Black people were enslaved in the United States of America (USA) from 1619 to 1865. During that time, the US Government supported the enslavement, forced unpaid labor, brutalization, and murder of black people in the USA. The Government must atone for their actions. Atonement can take the form of money or land. The Government can give land and/or money to the black descendants of those enslaved people. That atonement is more commonly referred to as reparations.

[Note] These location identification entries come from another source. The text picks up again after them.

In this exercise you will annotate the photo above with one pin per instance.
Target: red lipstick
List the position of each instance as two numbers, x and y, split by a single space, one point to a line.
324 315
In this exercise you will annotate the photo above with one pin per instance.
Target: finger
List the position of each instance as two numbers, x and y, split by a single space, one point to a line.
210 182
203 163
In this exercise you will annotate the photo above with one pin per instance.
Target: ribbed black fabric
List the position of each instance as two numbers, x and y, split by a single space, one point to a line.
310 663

The initial reparations discussion occurred in 1865 shortly after the enslaved black people were freed from physical bondage. The Government agreed to give each formally enslaved person 40 acres and a mule. Coastal land extending from South Carolina to Georgia was identified for reparations usage. That plan was discarded a few months later by an incoming President (Andrew Johnson). Numerous additional attempts to provide reparations to the formerly enslaved or their descendants were made between the late 1800s and the mid-1900s. None of those attempts were successful. Today, reparations seem to be on the lips, or at least in the minds, of most Americans. Perhaps past attempts were unsuccessful because of the use of the word reparations in each claim. Perhaps the word “reparations” is not a legally sufficient term.

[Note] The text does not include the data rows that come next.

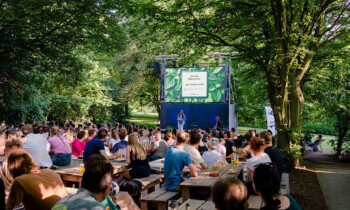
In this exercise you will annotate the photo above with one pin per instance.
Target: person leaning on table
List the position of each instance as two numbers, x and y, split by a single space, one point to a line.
175 160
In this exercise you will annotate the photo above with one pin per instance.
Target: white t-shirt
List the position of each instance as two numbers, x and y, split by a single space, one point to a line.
257 159
194 154
37 145
211 155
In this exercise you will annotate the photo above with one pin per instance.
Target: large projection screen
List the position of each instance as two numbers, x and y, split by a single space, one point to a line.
195 85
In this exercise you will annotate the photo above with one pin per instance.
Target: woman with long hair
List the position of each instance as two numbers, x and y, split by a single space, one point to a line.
181 119
35 188
266 182
60 147
136 156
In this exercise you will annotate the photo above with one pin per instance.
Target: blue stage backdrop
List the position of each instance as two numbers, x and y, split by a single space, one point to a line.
198 115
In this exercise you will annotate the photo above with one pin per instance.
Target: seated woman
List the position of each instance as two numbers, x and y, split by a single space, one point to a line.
267 186
136 155
229 193
258 156
60 147
33 187
78 144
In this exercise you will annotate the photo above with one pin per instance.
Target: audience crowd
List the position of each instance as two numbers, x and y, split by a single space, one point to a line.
32 152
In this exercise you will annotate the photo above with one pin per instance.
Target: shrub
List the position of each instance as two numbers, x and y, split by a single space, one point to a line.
291 157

Reparations is defined as the making of amends for a wrong one has done by paying money to or otherwise helping those who have been wronged. The legal definition, as shown in Black’s Law Dictionary, defines reparations as a payment for an injury or damage or redress for a wrong done. Understanding that slavery was legal during the enslavement of black people in the USA, it seems it would be difficult to sway a Judge or jury with arguments concerning injuries and/or damage to persons while they were enslaved. Suing for reparations will not result in a guilty-of-a-crime verdict because slavery was legal at that time. Without a guilty verdict, any monies given would be minimized and might have to be given voluntarily. Damages incurred after the enslaved blacks were freed will not likely qualify as slave-reparations. Restitution, on the other hand, would better align with any need to seek payments for economic losses after slavery.
Restitution, according to Black’s Law Dictionary, is defined as an equitable remedy under which a person is restored to his/her original position prior to loss or injury. Unlike claims for reparations, case law relative to restitution is in abundance. For example, State v Barnett concerned giving an equivalent for or restoring something to the rightful owner. Antoine v McCaffery concerned compensation for the wrongful taking of property. According to the law, a person who has been unjustly enriched at the expense of another is required to make restitution to the other.
The descendants of the formerly enslaved should change their strategy from seeking reparations via some congressional act to seeking restitution in a court of law. Considering the centuries of failed attempts at obtaining reparations as well as the numerous successful restitution remedies ordered by the courts should lead to strategic changes for seeking remedies. Restitution, not reparations, was the chosen remedy sought by the former enslavers after their slaves were freed by the Government. Those enslavers sought payment for the loss of property (i.e., their former slaves) and were granted a hefty sum by the court. Restitution seems to be the wisest choice for the descendants of the formally enslaved to obtain viable legal remedies for past injuries/damages.